Category Archives: Reverse Engineering

Brainstorming and case studies relating to craft of software reverse engineering.

4 Additions Are Faster Than 1?

Today’s wacky ASM construct shows us four sequential additions to the same register:

  add ecx, 00000004
  add ecx, 00000004
  add ecx, 00000004
  add ecx, 00000004

Does this have some great advantage over, say:

  add ecx, 00000010

Who knows? But I dare you to claim that this is some compiler optimization technique. You can’t claim that it’s minimizing branch prediction error this time since there are no branches to be seen for miles (kilometers, if you must) on either side. In fact, here is a little ASM context on either side of the block:

  xor ebx, ebx
  mov bl, byte[esp+26]
  add ecx, 00000004
  add ecx, 00000004
  add ecx, 00000004
  add ecx, 00000004
  mov ebx, dword[esi+4*ebx]

Hmm, now that I look at it after an indignant rant, I realize that maybe the compiler decided to delay after a byte is loaded from memory before accessing memory again.

Humongous CUPs

I will never, ever run out of multimedia formats to study. The ScummVM folks helped drive home that point by providing me with samples of another FMV format named CUP. These files start with the signature ‘BEAN’. They are to be played with the program coffee.exe. Get it? Good. Moving along, CUP files were made as demo movies for games by Humongous Entertainment that apparently started out as a splinter faction from LucasArts but is now a subsidiary of Atari Kids games.

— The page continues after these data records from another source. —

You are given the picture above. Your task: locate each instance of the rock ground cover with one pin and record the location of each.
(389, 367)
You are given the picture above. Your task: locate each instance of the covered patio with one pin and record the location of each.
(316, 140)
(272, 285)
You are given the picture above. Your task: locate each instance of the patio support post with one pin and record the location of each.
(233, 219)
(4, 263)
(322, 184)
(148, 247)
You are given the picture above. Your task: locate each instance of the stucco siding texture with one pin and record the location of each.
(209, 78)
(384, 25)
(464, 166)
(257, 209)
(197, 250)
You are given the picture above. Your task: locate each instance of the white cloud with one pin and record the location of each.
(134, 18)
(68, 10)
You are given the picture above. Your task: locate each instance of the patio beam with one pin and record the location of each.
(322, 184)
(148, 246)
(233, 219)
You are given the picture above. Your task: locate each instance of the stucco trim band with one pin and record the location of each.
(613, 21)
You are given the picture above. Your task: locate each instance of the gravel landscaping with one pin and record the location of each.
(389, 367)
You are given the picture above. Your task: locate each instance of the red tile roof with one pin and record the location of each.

Humongous Entertainment Logo

There are only 6 samples known to exist (and you can get them from the usual place). Yet, the whole format strikes me as an unbelievable mess. Maybe I’m just frustrated because I can’t seem to make a really simple standalone parser for the format to make sure I have caught every bizarre FourCC tag that they saw fit to stuff into the format. This kind of file format is, of course, nothing new to the seasoned, or even amateur, multimedia hacker– just a bunch of data chunks that start with FourCCs. The chunks can be nested but that’s nothing new. I think the most frustrating feature is that the DATA chunk in these files can either be a leaf chunk or encapsulate other chunks. This is a departure from the typical wisdom that specific chunk types shall either define their own data or shall encapsulate other chunks, but not both. And don’t even get me started on the format’s reckless mixture of big endian and little endian numbers.

Palettized video is stored in 1 of 2 formats– either an RLE format or a custom LZ-derived format that I am calling “tri-lz” because of the way the encoded stream is stored in 3 pieces, and because the original program seems to refer to the format by a similar name. Audio is obviously uncompressed, 8-bit, unsigned PCM. But it seems that the audio data is all stored at the front of the file, before any of the video data.

You can follow my progress on the MultimediaWiki page for CUP, or add your own data if you can figure out anything from the samples and binaries in the archive. Having completed the cursory Wiki description, I can see that it might be possible to implement a reasonable demuxer for the format, just not an incredibly naive recursive demuxer.

Bizarre ASM Construct Of The Day

Check out this piece of x86 ASM arcana:

  lea   edx, [edx+1]

What on earth? This appears to be functionally equivalent to:

  inc   edx

So, what, was the compiler/assembler or possibly the original coder just trying to show off with a single overachieving x86 instruction like lea? Actually, a closer analysis of the surrounding ASM instructions may reveal what is happening here:

  cmp   ebx, value
  mov   al, [edx]
  lea   edx, [edx+1]
  mov   [edi], al
  lea   edi, [edi+1]
  jz    address

The conditional branch at the end of the block depends on the flags set by the comparison at the start. Per my understanding, neither mov nor lea modify flags but inc probably would (I can never find a good x86 reference– that includes flag data– when I need one). Why not perform the comparison just before the conditional branch? Mine is not to question why. But I imagine that someone will comment that this is an obscure optimization trick for original Pentium machines or some such.